Perhaps the strongest advantage for vertical solutions is their ability to create industry-specific data network effects. IBM's healthcare solutions incorporate insights from over 9.5 million physician-patient encounters, creating a knowledge base that competitors would take years to replicate. As these specialized solutions process more industry data, they improve in ways general models cannot match, potentially creating winner-take-most dynamics within vertical markets.
The integration ecosystem surrounding vertical AI solutions creates additional defensibility. Microsoft's 1,000+ partners building specialized solutions (up 40% in six months) create a surrounding ecosystem that increases switching costs. Regulatory alignment provides yet another advantage, particularly in highly regulated sectors. IBM's compliance-focused banking solutions reduce regulatory review times by 80%, demonstrating attractive ROI in areas that general AI struggles to address. These factors represent significant barriers to entry for providers lacking deep industry expertise.
Our Takeaway
The evolution we are witnessing across the AI value chain has significant investment implications. The evidence increasingly suggests that while optimization is occurring throughout the value chain, software -– particularly vertical applications -– offers the most attractive economics going forward.
These quarterly results (and the related market performance, which has seen a marked inflection point over the past 6 months –- see the below chart) are validating our strategic choice to favor software over hardware, with particular focus on sector-specific AI applications.
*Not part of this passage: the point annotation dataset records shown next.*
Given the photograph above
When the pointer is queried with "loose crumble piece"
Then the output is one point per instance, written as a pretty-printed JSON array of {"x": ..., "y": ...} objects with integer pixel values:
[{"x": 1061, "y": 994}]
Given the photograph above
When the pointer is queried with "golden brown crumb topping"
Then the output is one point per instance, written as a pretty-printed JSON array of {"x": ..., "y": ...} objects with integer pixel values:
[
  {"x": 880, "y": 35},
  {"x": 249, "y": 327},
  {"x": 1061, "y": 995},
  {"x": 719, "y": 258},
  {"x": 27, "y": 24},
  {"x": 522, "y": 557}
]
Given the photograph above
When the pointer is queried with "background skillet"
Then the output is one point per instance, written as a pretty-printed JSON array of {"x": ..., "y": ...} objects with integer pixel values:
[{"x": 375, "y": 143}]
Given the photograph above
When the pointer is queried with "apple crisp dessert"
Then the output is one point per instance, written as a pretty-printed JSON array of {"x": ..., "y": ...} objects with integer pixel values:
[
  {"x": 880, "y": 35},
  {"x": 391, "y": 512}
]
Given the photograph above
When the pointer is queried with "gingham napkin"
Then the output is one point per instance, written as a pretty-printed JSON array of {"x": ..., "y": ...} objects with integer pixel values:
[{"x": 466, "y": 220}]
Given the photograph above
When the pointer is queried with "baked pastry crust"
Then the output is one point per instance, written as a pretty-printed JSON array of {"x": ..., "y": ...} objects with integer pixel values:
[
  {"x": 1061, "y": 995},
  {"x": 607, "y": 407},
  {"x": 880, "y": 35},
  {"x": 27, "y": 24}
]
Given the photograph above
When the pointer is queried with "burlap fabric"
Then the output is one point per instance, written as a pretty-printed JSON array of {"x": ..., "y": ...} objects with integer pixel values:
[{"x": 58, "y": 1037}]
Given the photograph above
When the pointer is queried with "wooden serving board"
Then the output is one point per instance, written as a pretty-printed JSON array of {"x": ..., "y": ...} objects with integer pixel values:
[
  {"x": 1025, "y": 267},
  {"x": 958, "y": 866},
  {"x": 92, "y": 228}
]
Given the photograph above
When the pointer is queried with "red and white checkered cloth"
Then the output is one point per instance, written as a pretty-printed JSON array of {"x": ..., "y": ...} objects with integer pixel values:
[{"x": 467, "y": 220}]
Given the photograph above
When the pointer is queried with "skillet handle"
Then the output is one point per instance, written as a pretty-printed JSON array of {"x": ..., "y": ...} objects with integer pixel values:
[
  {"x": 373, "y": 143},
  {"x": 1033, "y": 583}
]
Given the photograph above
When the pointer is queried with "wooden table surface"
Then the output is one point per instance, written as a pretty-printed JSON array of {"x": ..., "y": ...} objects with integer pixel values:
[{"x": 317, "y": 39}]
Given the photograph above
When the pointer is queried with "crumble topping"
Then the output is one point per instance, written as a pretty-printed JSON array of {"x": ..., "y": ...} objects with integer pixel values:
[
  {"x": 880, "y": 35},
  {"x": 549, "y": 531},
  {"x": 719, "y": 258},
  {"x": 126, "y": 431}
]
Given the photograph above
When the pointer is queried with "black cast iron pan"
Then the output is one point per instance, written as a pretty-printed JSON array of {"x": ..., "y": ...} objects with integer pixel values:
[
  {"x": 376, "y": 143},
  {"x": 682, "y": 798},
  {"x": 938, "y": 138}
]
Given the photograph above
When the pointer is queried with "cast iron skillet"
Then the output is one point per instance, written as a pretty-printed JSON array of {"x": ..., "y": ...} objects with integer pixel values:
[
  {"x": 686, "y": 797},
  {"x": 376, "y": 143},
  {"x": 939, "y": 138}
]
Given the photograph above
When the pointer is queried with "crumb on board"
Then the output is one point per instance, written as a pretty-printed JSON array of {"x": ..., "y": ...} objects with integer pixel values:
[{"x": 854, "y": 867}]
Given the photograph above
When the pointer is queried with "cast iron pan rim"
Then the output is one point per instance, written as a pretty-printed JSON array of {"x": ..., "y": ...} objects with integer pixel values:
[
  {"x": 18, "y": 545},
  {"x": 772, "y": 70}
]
The shift toward software optimization doesn't eliminate the importance of hardware entirely. Rather, it suggests a more targeted approach to hardware investments, focusing specifically on players driving significant advances in optimization like custom AI accelerators and specialized silicon. However, the most compelling risk-adjusted opportunities appear to be emerging in the software layer, particularly in applications that effectively verticalize AI for specific industries.
While we maintain selective exposure to leading hardware optimization players, we have long increased our portfolio exposure to software opportunities where verticalization offers the most compelling combination of growth, margins, and competitive sustainability.
Within the software category, companies that effectively combine AI capabilities with domain expertise to address unique sector requirements represent our highest-conviction opportunities. As the AI market matures, we expect this verticalization trend to accelerate, further reinforcing our allocation approach that prioritizes software innovation with an emphasis on vertical applications.